Data frames

Data frames

Data frames are similar to matrices, but can also contain elements of different types.

> quantity <- c(200, 300, 100)
> crop <- c("corn", "leek", "pea")
> subsidy <- c(TRUE, FALSE, TRUE)
> my_df <- data.frame(quantity, crop, subsidy)
> my_df

//Output Below

  quantity crop subsidy
1      200 corn    TRUE
2      300 leek   FALSE
3      100  pea    TRUE

Nice! Data frames are two-dimensional objects where variables are stored as columns and observations as rows.

Data frame structure

A great way to explore your data is by using the str() function. Let's apply it to our data frame.

> quantity <- c(200, 300, 100)
> crop <- c("corn", "leek", "pea")
> subsidy <- c(TRUE, FALSE, TRUE)
> my_df <- data.frame(quantity, crop, subsidy)
> str(my_df)

//Output Below

'data.frame':  3 obs. of  3 variables:
 $ quantity: num  200 300 100
 $ crop    : Factor w/ 3 levels "corn","leek",..: 1 2 3
 $ subsidy : logi  TRUE FALSE TRUE

See that? We can now look at the number of observations and variable types. Notice that crop is of type factor instead of character.

Strings as factors

We saw that by default, strings were saved as factors in our data frame. Sometimes we may want to override this, and store them just as strings.

> farmer <- c("Bob", "Sam", "Mike")
> my_df <- data.frame(quantity, crop, farmer, subsidy, stringsAsFactors = FALSE)
> class(my_df$crop)

//Output Below

[1] "character"

It makes sense to leave "crop" as a factor since it's a finite category.
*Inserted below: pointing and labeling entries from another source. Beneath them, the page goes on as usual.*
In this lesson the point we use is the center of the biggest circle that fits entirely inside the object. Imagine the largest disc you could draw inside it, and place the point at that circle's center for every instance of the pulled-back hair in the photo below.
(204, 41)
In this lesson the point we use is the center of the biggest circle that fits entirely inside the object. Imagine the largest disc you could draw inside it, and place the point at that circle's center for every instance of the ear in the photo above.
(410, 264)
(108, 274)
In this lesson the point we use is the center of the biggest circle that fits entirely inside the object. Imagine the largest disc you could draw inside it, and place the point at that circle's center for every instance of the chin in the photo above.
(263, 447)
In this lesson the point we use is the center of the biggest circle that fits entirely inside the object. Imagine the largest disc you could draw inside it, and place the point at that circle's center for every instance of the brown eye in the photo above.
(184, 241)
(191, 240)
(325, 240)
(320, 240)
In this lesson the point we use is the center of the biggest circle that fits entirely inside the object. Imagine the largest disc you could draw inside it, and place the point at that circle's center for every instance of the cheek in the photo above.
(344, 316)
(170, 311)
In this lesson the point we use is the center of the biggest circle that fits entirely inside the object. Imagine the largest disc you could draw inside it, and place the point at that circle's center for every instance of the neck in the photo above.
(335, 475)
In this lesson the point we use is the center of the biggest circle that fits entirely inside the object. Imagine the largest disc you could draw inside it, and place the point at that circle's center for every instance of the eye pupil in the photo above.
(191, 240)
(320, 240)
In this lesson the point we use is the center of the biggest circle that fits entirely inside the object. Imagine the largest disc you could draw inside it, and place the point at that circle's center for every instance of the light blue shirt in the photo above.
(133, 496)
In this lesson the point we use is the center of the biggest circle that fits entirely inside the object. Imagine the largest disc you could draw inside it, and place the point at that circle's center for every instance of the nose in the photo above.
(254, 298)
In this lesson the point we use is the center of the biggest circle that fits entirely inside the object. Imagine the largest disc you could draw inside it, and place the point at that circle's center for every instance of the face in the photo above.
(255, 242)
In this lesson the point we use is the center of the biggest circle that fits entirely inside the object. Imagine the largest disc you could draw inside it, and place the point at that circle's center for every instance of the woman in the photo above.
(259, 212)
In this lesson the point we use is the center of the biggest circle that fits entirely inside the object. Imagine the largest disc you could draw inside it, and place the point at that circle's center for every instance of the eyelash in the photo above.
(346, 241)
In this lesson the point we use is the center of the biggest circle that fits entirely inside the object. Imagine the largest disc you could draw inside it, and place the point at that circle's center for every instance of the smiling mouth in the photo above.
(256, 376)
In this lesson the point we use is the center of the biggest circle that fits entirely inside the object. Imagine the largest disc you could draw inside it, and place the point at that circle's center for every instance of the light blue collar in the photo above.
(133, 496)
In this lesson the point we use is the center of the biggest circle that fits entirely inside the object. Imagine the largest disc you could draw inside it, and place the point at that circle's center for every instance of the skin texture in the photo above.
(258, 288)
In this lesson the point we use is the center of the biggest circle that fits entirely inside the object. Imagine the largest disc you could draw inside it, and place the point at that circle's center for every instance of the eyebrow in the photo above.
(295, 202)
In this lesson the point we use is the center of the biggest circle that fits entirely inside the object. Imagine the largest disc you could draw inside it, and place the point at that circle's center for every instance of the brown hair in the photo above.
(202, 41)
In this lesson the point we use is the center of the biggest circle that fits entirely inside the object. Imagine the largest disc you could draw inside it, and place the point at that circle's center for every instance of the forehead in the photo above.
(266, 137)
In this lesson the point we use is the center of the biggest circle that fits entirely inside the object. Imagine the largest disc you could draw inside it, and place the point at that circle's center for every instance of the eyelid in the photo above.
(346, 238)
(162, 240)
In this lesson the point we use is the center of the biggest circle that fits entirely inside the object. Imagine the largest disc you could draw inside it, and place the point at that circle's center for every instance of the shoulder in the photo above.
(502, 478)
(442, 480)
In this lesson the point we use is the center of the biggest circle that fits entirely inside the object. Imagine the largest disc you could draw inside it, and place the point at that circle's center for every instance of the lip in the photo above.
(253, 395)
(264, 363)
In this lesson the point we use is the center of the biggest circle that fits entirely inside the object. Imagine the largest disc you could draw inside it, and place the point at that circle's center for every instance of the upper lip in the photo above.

Personal names, however, are better saved as character.

Adding a new variable

We can add a new variable to our data frame and name it at the same time. Let's add the farmer column.

> my_df$farmer <- c("Bob", "Sam", "Mike")
> my_df

//Output Below

  quantity crop subsidy farmer
1      200 corn    TRUE    Bob
2      300 leek   FALSE    Sam
3      100  pea    TRUE   Mike

Yass! With the $ symbol, we can appended and name a column. Adding string vector in this way saves it as character.

Selecting variables

We can subset a particular variable column by typing the data frame name followed by $ and the variable name.
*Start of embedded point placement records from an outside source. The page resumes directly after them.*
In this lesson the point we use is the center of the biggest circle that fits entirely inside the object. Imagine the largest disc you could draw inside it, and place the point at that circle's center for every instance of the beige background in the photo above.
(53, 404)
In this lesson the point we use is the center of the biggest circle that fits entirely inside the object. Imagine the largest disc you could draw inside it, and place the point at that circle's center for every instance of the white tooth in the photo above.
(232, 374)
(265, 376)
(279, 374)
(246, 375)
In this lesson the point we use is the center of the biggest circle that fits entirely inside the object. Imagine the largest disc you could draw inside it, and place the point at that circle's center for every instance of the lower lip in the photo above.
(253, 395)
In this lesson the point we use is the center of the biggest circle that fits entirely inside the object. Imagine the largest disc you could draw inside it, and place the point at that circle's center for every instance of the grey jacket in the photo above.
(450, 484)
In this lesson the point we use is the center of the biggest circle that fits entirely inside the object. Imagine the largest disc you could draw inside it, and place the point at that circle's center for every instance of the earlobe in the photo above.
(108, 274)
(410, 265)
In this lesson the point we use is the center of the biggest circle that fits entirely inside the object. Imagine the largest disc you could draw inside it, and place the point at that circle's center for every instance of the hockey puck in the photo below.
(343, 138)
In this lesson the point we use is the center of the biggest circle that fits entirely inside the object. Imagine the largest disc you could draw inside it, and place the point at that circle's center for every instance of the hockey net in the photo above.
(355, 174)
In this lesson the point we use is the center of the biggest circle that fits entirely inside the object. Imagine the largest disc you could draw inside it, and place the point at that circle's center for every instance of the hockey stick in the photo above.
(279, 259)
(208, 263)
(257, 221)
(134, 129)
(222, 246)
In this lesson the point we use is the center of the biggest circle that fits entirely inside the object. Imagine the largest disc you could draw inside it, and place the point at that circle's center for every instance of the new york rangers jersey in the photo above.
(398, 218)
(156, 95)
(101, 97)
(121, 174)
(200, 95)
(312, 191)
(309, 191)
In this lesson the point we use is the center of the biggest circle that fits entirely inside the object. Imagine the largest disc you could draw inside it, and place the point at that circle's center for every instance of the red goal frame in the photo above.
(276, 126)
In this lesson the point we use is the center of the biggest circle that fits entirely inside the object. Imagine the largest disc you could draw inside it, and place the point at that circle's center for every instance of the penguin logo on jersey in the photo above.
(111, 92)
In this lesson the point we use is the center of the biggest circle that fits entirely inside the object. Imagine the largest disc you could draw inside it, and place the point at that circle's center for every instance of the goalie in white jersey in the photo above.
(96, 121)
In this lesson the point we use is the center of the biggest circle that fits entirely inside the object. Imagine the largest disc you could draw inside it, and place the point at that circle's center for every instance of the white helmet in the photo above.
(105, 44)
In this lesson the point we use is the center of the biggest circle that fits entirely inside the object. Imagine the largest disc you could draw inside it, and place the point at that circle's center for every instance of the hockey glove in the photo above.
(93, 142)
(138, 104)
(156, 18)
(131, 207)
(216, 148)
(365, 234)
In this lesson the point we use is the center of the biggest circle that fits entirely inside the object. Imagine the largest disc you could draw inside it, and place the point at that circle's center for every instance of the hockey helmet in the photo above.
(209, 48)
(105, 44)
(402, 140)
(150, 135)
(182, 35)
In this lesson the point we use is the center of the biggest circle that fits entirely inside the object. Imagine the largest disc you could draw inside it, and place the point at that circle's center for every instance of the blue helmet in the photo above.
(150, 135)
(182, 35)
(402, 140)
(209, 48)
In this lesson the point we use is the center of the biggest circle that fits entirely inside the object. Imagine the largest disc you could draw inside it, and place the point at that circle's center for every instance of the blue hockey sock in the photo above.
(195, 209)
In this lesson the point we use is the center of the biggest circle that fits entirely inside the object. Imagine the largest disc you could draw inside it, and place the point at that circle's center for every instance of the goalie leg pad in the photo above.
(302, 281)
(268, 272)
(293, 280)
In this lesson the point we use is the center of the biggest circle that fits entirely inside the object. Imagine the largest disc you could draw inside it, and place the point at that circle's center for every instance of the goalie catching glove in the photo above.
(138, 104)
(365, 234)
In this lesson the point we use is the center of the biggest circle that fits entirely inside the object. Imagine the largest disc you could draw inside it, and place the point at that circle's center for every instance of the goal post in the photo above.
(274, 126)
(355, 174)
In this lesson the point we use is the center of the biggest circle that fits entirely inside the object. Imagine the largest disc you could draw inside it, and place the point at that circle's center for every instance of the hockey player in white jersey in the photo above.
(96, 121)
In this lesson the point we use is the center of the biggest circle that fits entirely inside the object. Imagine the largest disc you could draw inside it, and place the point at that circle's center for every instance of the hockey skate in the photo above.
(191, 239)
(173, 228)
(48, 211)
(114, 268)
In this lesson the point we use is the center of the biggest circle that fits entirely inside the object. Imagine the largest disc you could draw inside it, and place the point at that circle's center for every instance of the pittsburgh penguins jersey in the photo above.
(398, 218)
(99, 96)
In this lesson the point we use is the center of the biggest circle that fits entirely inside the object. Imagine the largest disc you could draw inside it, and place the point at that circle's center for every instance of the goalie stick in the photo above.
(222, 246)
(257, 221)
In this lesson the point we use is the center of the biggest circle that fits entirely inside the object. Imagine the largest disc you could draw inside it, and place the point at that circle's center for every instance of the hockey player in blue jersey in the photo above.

Let's see if we can also subset crop in this code snippet.

> my_df$quantity
> my_df$crop

//Output Below

[1] 200 300 100
[1] "corn" "leek" "pea"

Nice! Output is an atomic vector of a particular type.

Selecting variables II

Another attribute we can use to select a data frame variable is a double square bracket[[ ]].

> my_df[["quantity"]]
> my_df[[1]]

//Output Below

[1] 200 300 100
[1] 200 300 100

Note that we can either type the column index or the column name inside the [[ ]].

Subsetting using index

As with vectors and matrices, we can call various data frame subsets by using simple square brackets.
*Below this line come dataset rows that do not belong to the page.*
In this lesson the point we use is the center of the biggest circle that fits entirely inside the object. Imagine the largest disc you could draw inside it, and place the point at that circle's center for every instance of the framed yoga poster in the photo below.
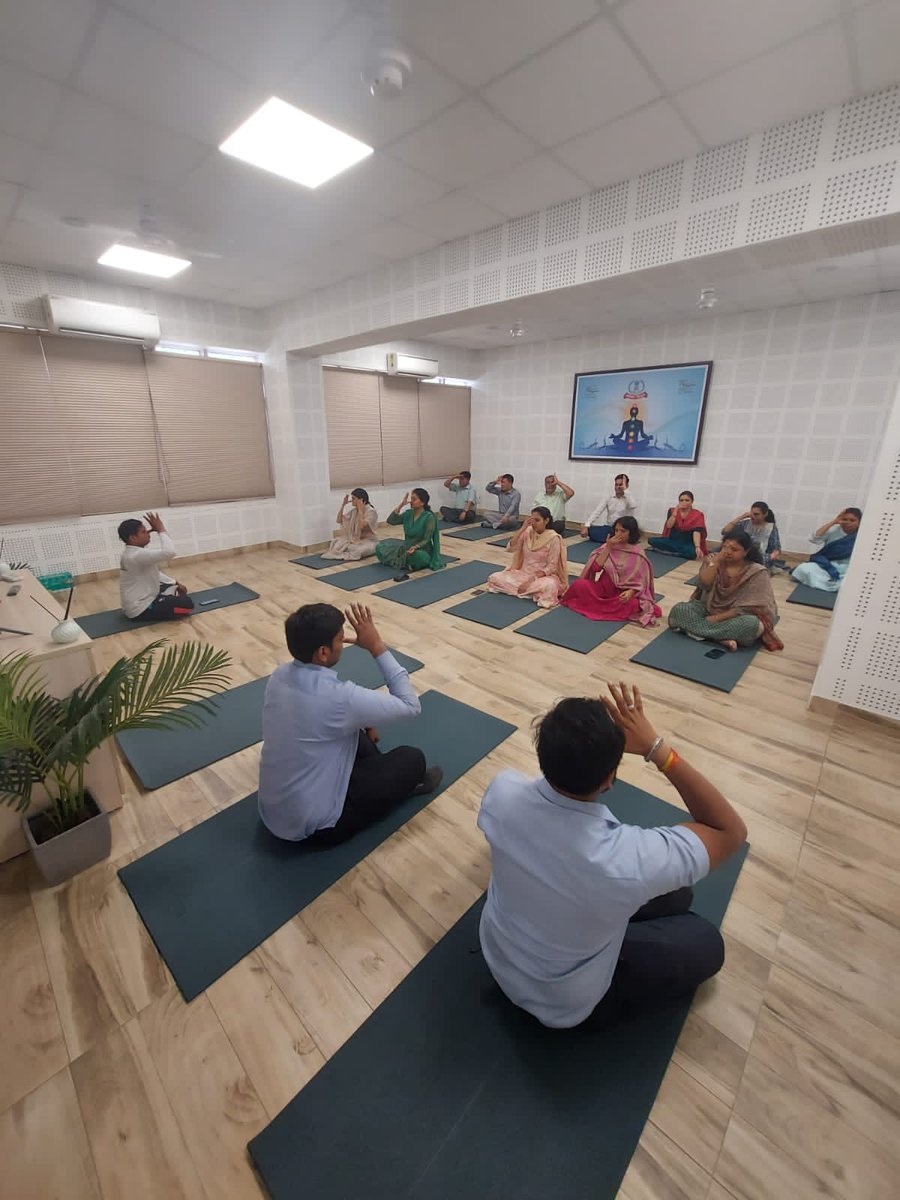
(648, 414)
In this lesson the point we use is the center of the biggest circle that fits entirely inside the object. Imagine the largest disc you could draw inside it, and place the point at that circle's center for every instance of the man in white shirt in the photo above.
(321, 772)
(145, 592)
(603, 520)
(586, 917)
(463, 511)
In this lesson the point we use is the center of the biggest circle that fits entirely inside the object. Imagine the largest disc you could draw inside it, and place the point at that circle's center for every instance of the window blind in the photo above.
(400, 429)
(36, 480)
(444, 433)
(210, 418)
(103, 405)
(354, 431)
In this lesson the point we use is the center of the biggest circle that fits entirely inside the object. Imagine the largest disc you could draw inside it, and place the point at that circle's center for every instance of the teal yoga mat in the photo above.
(375, 573)
(448, 1091)
(439, 585)
(160, 756)
(211, 895)
(562, 627)
(105, 624)
(811, 597)
(681, 655)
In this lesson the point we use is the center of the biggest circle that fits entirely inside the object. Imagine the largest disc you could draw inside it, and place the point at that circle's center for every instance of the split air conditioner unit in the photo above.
(89, 318)
(406, 364)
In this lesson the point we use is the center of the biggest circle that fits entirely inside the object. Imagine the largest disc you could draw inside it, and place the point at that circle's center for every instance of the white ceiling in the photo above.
(513, 105)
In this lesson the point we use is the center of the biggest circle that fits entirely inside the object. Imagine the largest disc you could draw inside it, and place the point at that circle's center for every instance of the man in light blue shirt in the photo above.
(466, 496)
(586, 917)
(321, 773)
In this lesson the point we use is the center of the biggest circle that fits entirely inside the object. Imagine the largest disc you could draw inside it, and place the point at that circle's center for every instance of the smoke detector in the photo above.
(387, 71)
(708, 298)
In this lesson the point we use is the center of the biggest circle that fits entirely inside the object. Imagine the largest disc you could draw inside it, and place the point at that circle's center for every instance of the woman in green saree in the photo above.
(420, 546)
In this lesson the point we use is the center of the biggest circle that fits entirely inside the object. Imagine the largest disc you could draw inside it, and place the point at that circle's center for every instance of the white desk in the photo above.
(64, 667)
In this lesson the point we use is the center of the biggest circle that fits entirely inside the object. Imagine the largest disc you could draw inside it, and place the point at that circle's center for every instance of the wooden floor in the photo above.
(786, 1079)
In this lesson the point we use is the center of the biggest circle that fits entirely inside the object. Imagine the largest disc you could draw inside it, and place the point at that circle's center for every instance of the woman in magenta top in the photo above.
(684, 532)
How would we select all of the rows, but only just 2 columns?

> my_df[ , 3:4]

//Output Below

  subsidy farmer
1    TRUE    Bob
2   FALSE    Sam
3    TRUE   Mike

Yass! We've just subsetted 2 columns. By using different index combinations we can subset single elements, rows or two-dimensional arrays.

Selecting 1 column

What might be the best way to only select 1 column?

> my_df[ , 3]

//Output Below

[1]  TRUE FALSE  TRUE

Awesome! By leaving the row empty and only writing the index of one column we are able to get the column.

Subsetting with boolean

Let's select only the rows that are receiving subsidy. Remember, subsidy is a logical variable.

my_df[subsidy, ]

//Output Below

  quantity crop subsidy farmer
1      200 corn    TRUE    Bob
3      100  pea    TRUE   Mike

Awesome! we see only the rows containing TRUE in the subsidy column.

Sorting

We can sort our data frame by a particular column using the order() function. Sort my_df by the quantity columns.

> order(my_df$quantity)
> my_df[order(my_df$quantity), ]

//Output Below

[1] 3 1 2

  quantity crop subsidy farmer
3      100  pea    TRUE   Mike
1      200 corn    TRUE    Bob
2      300 leek   FALSE    Sam

See that? The order() functions allows us to sort vectors. By default, it sorts in ascending order.